“Who is the lord of this castle?” demanded the New Boy.
“Bindyliggs,” replied Mary Elizabeth, without a moment’s hesitation, a name which I believe neither of us to have heard before.
“Where is this Lord of Bindyliggs?” the New Boy pressed it.
Mary Elizabeth indicated the woodshed. “At meat,” she added gravely.
“Forward!” the New Boy instantly commanded, and the whole troop disappeared in our shed. We heard wood fall, and the clash of meeting weapons, and the troop reappeared, two by way of the low window.
“Enough!” cried the New Boy, grandly. “We have spared him, but there is not a moment to lose. You must come with us immediately. What you got to eat?”
Raptly, we gave them, from under the wistful noses of Irene Helena and the doll without the face and the rest, the entire sliced doughnut, and two more doughnuts, dipped in sugar, which we had been saving so as to have something to look forward to.

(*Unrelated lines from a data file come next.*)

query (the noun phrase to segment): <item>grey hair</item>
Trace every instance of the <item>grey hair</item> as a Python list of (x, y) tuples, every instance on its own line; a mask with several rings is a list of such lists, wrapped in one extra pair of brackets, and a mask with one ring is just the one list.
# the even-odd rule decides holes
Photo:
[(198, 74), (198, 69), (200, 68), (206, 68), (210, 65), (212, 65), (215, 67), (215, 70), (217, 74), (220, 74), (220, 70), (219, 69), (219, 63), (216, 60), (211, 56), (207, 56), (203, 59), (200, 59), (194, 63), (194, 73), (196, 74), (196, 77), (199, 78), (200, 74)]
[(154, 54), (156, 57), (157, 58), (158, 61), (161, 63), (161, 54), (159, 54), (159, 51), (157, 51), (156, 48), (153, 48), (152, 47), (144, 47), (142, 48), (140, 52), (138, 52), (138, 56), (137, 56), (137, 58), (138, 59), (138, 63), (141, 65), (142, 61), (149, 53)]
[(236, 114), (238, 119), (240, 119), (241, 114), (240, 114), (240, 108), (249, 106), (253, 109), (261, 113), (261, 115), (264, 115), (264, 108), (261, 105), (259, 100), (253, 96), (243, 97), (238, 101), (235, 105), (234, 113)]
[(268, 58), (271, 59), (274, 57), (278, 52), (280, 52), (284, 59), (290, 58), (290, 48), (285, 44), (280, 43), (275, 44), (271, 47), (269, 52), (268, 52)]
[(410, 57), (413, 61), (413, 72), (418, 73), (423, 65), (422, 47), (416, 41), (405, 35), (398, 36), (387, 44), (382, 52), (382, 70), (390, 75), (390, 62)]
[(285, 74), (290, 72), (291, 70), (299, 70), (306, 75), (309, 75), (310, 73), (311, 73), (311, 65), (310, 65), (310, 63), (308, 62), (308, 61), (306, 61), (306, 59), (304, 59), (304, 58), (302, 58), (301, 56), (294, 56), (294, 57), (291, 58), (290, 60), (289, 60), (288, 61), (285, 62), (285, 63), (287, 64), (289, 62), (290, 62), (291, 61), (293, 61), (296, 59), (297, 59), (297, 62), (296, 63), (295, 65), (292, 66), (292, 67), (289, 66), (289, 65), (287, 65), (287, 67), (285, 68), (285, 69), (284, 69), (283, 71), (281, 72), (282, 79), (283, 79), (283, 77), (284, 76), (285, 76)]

“Come with us,” said the New Boy, graciously. “To horse! We may reach the settlement by nightfall—if we escape the Brigands in the Wood. The Black Wood,” he added.
Even then, I recall, I was smitten with wonder that he who had shown so little imagination in that matter of dirt and apples and potatoes should here be teeming with fancy on his own familiar ground. It was years before I understood that there are almost as many varieties of imaginative as of religious experience.
Fascinated, we dropped everything and followed. The way led, it appeared, to the Wells’s barn, a huge, red barn in the block, with doors always invitingly open and chickens pecking about, and doves on a little platform close to the pointed roof.